1 É importante destacar que internacionalmente as autoridades de defesa da concorrência consideram que, para a análise dos casos de concentração vertical, são necessários procedimentos específicos, como o caso dos Estados Unidos, em que o U.S. Department of Justice Merger Guidelines possui uma seção específica para tratar das concentrações verticais, denominada Non-Horizontal Merger Guidelines. No Brasil, o Guia para Análise Econômica de Atos de Concentração Horizontal assume essa limitação por não conter em seus procedimentos orientações para a análise das concentrações verticais. Para suprir tal lacuna, Canêdo-Pinheiro e Pioner (2005) desenvolvem um conjunto de procedimentos para a análise das concentrações verticais (Guia-V) para os casos brasileiros.
2 Trabalho no qual a autora procurou constatar a consistência teórica, em termos antitruste, de alguns casos julgados pelo CADE entre os anos de 1994 e 2004. Para tanto, ela buscou verificar a utilização de determinados conceitos e procedimentos nos julgamentos dos casos através do seguinte roteiro: 1º - a forma do ato de concentração; 2º - a caracterização da conduta anticompetitiva; 3º - o mercado relevante; 4º - a possibilidade de exercício de poder de mercado; 5º - eficiência econômica.

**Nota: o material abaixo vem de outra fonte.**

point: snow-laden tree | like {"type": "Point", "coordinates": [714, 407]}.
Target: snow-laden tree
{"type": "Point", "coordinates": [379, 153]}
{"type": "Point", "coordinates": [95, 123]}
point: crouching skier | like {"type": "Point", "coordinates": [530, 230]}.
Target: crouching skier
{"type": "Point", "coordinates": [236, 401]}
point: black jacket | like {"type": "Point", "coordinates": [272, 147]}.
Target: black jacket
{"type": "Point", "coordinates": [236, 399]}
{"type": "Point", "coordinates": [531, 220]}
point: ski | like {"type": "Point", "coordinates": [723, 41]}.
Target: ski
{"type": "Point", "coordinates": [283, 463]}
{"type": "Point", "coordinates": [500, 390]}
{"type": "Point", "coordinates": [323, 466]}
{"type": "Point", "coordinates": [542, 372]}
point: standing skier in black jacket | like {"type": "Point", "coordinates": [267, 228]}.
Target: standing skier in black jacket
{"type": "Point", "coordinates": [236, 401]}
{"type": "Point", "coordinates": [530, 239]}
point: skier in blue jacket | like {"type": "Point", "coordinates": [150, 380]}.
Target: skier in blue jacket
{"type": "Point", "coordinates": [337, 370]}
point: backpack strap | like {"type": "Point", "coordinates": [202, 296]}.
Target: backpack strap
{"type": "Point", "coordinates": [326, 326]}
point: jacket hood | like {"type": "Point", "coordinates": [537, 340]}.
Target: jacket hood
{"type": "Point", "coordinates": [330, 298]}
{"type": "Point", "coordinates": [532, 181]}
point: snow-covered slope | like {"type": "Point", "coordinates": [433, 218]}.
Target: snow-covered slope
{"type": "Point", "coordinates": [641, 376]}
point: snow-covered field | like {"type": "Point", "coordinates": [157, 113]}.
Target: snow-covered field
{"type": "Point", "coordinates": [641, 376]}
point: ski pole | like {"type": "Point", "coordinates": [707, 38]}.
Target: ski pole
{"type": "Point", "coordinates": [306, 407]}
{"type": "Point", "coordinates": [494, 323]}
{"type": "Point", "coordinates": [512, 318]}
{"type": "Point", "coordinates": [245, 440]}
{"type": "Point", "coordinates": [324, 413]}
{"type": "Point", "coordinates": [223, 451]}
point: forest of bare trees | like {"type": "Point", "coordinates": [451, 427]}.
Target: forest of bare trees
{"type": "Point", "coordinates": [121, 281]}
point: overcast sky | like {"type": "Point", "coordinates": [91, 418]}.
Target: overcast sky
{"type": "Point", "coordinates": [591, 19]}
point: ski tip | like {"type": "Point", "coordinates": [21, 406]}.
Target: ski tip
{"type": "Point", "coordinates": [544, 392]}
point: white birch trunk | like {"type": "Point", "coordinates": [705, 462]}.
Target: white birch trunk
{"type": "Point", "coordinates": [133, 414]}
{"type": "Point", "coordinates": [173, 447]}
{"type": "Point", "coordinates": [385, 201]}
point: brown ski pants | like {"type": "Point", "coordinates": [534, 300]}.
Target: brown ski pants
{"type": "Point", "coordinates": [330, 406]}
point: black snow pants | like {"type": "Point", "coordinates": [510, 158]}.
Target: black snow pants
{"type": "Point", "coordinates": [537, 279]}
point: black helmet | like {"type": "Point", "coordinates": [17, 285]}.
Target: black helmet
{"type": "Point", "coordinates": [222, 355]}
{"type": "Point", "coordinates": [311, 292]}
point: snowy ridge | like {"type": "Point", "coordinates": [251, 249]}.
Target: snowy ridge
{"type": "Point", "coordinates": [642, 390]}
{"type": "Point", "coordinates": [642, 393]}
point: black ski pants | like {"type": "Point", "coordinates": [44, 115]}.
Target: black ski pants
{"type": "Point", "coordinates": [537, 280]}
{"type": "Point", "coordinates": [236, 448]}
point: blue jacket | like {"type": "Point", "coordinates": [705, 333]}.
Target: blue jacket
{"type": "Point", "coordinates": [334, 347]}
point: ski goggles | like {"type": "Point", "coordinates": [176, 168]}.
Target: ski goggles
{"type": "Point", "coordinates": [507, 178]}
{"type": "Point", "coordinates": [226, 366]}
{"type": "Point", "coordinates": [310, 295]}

3 O período 2002-2010 foi selecionado por retratar a atuação do CADE nos últimos nove anos com disponibilidade de informações. Para tanto: a) para o período 2002-2008, utilizou-se o Relatório Anual de Gestão, no qual o CADE publica a relação dos processos julgados durante o ano anterior; b) para o período 20092010, como esta informação não se encontra mais disponível no mencionado relatório, foi usada a busca de jurisprudência no website; c) para o período 2011-2012, tal mecanismo de busca ainda não está plenamente atualizado, razão pela qual a análise se restringiu aos anos de 2002 a 2010.